Clinical Trial Details — Status: Completed

Administrative data

• NCT number: NCT00777985
• Other study ID #: 0722
• Secondary ID: 2007-005333-11
• Status: Completed
• Phase: Phase 2
• First received: October 22, 2008
• Last updated: May 20, 2014
• Start date: December 2007
• Est. completion date: January 2012

Study information

• Verified date: May 2014
• Source: University Hospital, Grenoble
• Contact: n/a
• Is FDA regulated: No
• Health authority: France: Afssaps - Agence française de sécurité sanitaire des produits de santé (Saint-Denis)
• Study type: Interventional

Clinical Trial Summary

The study will compared the effects of bosentan, an endothelin receptor antagonist, and nasal continuous positive airway pressure (nCPAP), obstructive sleep apnea current reference treatment, on diastolic blood pressure in untreated mildly hypertensive sleep apnea patients.

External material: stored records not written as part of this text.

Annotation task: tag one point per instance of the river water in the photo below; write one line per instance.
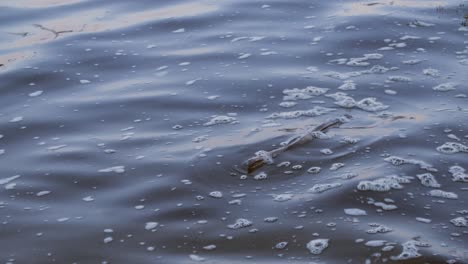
(122, 124)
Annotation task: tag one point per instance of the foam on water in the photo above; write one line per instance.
(317, 246)
(458, 174)
(428, 180)
(452, 147)
(397, 161)
(459, 221)
(443, 194)
(355, 212)
(217, 120)
(320, 188)
(316, 111)
(410, 250)
(445, 87)
(302, 94)
(383, 184)
(240, 223)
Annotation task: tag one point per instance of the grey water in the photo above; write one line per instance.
(122, 124)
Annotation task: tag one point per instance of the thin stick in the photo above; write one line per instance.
(266, 157)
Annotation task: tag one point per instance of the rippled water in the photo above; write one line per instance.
(121, 123)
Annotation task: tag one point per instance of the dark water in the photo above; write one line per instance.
(110, 145)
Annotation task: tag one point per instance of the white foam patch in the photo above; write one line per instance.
(240, 223)
(458, 174)
(428, 180)
(316, 111)
(265, 156)
(384, 184)
(42, 193)
(281, 245)
(196, 258)
(376, 69)
(116, 169)
(397, 161)
(445, 87)
(317, 246)
(355, 212)
(151, 225)
(314, 170)
(459, 221)
(320, 188)
(336, 166)
(347, 86)
(410, 250)
(376, 243)
(371, 104)
(443, 194)
(287, 104)
(452, 148)
(216, 194)
(260, 176)
(36, 93)
(217, 120)
(431, 72)
(397, 78)
(378, 228)
(282, 197)
(302, 94)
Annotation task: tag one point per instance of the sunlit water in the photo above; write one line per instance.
(121, 123)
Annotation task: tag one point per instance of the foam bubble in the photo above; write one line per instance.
(282, 197)
(458, 174)
(371, 104)
(320, 188)
(287, 104)
(151, 225)
(265, 156)
(383, 184)
(443, 194)
(428, 180)
(240, 223)
(216, 194)
(378, 228)
(355, 212)
(399, 79)
(452, 147)
(314, 170)
(459, 221)
(347, 85)
(116, 169)
(281, 245)
(317, 246)
(431, 72)
(316, 111)
(336, 166)
(410, 250)
(376, 243)
(302, 94)
(216, 120)
(397, 161)
(444, 87)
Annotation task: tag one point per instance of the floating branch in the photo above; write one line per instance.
(263, 157)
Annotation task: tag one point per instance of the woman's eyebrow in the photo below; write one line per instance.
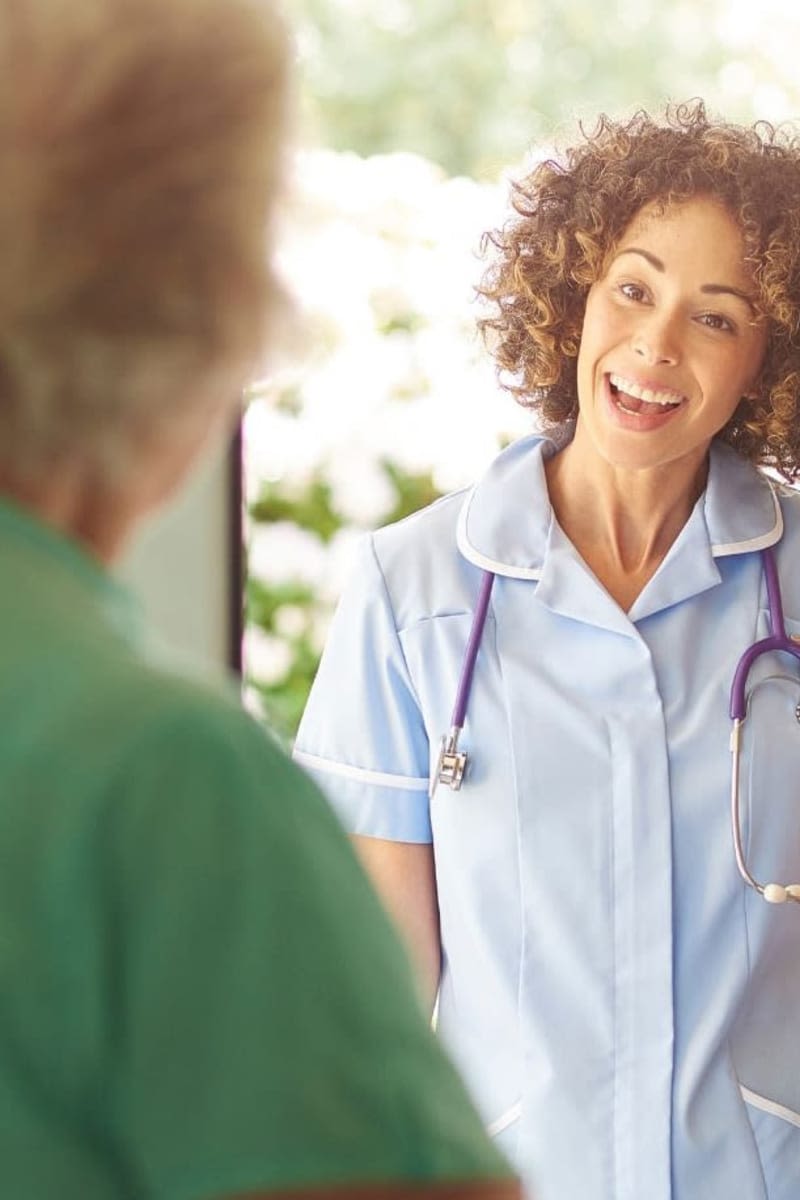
(714, 289)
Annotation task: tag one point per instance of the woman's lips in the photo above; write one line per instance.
(641, 407)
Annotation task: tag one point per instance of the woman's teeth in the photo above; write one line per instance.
(633, 399)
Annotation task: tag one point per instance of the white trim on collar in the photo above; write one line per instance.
(483, 561)
(762, 541)
(726, 467)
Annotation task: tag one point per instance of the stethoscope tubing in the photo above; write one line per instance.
(451, 765)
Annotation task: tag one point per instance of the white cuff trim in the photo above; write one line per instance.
(402, 783)
(506, 1120)
(771, 1107)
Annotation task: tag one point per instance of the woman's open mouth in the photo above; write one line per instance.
(641, 401)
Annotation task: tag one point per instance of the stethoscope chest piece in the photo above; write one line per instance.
(451, 763)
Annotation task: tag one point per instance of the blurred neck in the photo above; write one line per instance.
(101, 521)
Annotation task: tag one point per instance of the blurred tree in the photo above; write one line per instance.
(470, 84)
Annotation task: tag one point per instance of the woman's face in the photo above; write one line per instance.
(671, 337)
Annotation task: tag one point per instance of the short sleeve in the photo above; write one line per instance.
(362, 736)
(263, 1033)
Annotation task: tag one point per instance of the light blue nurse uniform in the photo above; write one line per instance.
(623, 1008)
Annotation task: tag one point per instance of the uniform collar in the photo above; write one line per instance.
(505, 523)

The hypothesis is that blocking endothelin receptors with a drug will have the same systemic blood pressure lowering effect than nCPAP in sleep apnea patients.

Recruitment information / eligibility

• Status: Completed
• Enrollment: 19
• Est. completion date: January 2012
• Est. primary completion date: January 2012
• Accepts healthy volunteers: No
• Gender: Both
• Age group: 18 Years to 80 Years

Eligibility

Inclusion Criteria:

• Documented obstructive sleep apnea

• with untreated mild systemic hypertension

Exclusion Criteria:

• pregnancy or lactation

• daytime alveolar hypoventilation

• severe arterial hypertension (systolic pressure > 180 mmHg; diastolic pressure > 110 mmHg)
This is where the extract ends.